Alles kein Problem, denken sich viele Schlaumeier: Wem das Präsent nicht passt, der kann es ja im Laden gegen etwas anderes umtauschen. Doch halt! Ganz so einfach ist das nicht: Es gilt der Grundsatz «Gekauft ist gekauft» – auch für Weihnachtsgeschenke. Einen Rechtsanspruch auf Rücknahme oder Umtausch der Ware gibt es nicht.

Bei allen Geschenken gilt: Wer eine doppelte Bescherung vermeiden und auf Nummer Sicher gehen will, lässt sich das Entgegenkommen der Verkaufsstelle im Voraus auf der Quittung bestätigen: «Umtausch gegen Vorweisen dieser Quittung innert zehn Tagen». Doch muss sich der Beschenkte mit einem Gutschein abspeisen lassen, wenn er im Geschäft nichts Passendes findet? Oder erhält er das Geld zurück? Rechtlich ist klar: Die Verkäuferin bestimmt, ob sie dem Kunden einen Gutschein oder Bargeld in die Hand drücken will. Diese Frage sollte deshalb schon beim Kauf geregelt werden; auf der Quittung sollte schriftlich festgehalten sein: «Rückgabe gegen Bargeld möglich».

Das verflixte Verfallsdatum

Solch rechtliche Überlegungen passen indes schlecht in die Weihnachtszeit. Und das Nachdenken, wer sich über welches Geschenk freuen wird, ist zeitaufwendig und ermüdend. Deshalb schenken viele Menschen einen Gutschein. Aber auch hier lauern juristische Stolpersteine: Die meisten Gutscheine sind nur für eine begrenzte Zeit gültig. Wer mit dem Einlösen zu lange wartet, geht leer aus, sofern sich das Geschäft nicht kulant zeigt. Und auch Gutscheine können nicht zurückgegeben werden. Wer also seine Grossmutter mit einer Ballonfahrt überraschen will, hat Pech, wenn sich am Heiligabend herausstellt, dass die Dame unter Höhenangst leidet.

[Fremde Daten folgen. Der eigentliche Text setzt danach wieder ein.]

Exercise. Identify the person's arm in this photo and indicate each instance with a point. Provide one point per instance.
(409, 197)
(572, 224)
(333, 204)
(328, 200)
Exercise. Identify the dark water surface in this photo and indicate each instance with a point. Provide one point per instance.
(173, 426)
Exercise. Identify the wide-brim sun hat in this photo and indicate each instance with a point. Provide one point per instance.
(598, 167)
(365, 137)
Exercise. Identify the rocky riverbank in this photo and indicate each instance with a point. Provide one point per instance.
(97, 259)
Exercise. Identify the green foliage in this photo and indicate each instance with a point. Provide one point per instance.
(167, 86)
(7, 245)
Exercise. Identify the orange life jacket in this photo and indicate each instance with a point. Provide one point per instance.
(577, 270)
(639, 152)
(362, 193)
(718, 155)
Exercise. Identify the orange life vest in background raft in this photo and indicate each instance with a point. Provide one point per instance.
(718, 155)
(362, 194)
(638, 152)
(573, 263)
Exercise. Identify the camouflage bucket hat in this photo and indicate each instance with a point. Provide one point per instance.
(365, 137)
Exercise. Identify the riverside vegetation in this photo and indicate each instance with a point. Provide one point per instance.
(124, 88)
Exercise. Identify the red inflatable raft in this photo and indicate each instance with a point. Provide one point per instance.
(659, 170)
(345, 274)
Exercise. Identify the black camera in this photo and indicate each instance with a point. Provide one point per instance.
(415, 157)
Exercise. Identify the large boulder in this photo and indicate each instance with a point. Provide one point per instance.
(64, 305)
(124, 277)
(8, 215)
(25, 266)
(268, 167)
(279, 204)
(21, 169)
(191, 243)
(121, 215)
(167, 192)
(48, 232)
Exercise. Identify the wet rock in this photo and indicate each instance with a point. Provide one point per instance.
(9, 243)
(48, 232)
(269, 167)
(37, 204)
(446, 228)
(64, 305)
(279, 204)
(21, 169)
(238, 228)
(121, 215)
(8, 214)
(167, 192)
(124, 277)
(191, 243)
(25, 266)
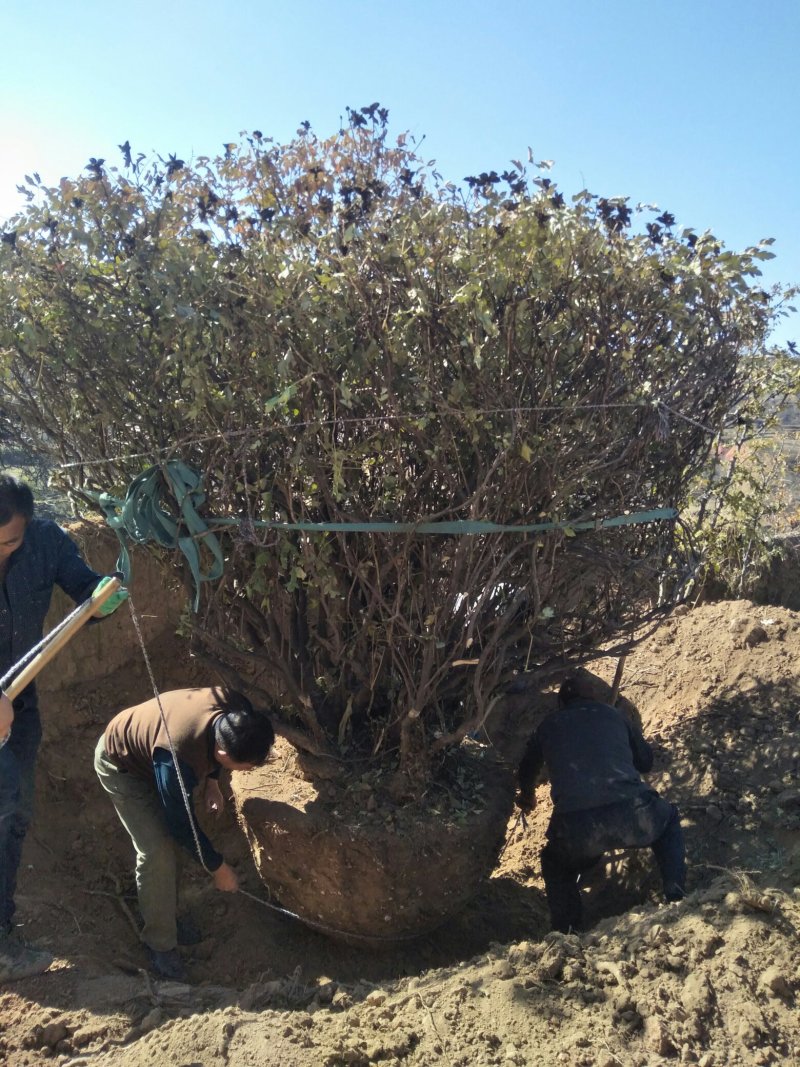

Tipps fürs richtige Schenken

  • Lassen Sie sich das Umtauschrecht auf der Quittung schriftlich bestätigen.
  • Verlangen Sie bei Gutscheinen eine möglichst lange Frist zum Einlösen.
  • Läuft Ihr Gutschein demnächst aus, so fragen Sie im Geschäft nach einer Verlängerung; einen Anspruch darauf haben Sie allerdings nicht.
  • Appellieren Sie bei einem abgelaufenen Gutschein an die Kundenfreundlichkeit.
  • Auch «unbeschränkt» gültige Gutscheine, auf denen kein Verfallsdatum angegeben ist, verjähren je nach Inhalt nach fünf oder zehn Jahren.
  • Kaufen Sie Gutscheine nur in etablierten Geschäften – sonst laufen Sie Gefahr, dass der Laden bei der Einlösung nicht mehr existiert.

Schenken - und Gutes tun

Manch einer verzichtet lieber ganz aufs Schenken, weil er die Materialschlacht rund ums «Fest der Liebe» nicht mehr mitmachen will. Dabei gäbe es durchaus sinnvolle Alternativen zur Verlegenheitskrawatte. Zum Beispiel eine Spende im Namen des Beschenkten: Heimatschutz, Kinder oder Wale – viele Hilfswerke, Tier- und Umweltschutzorganisationen bieten Patenschaften an. Auch die Mitgliedschaft bei einer wohltätigen Organisation kann verschenkt werden.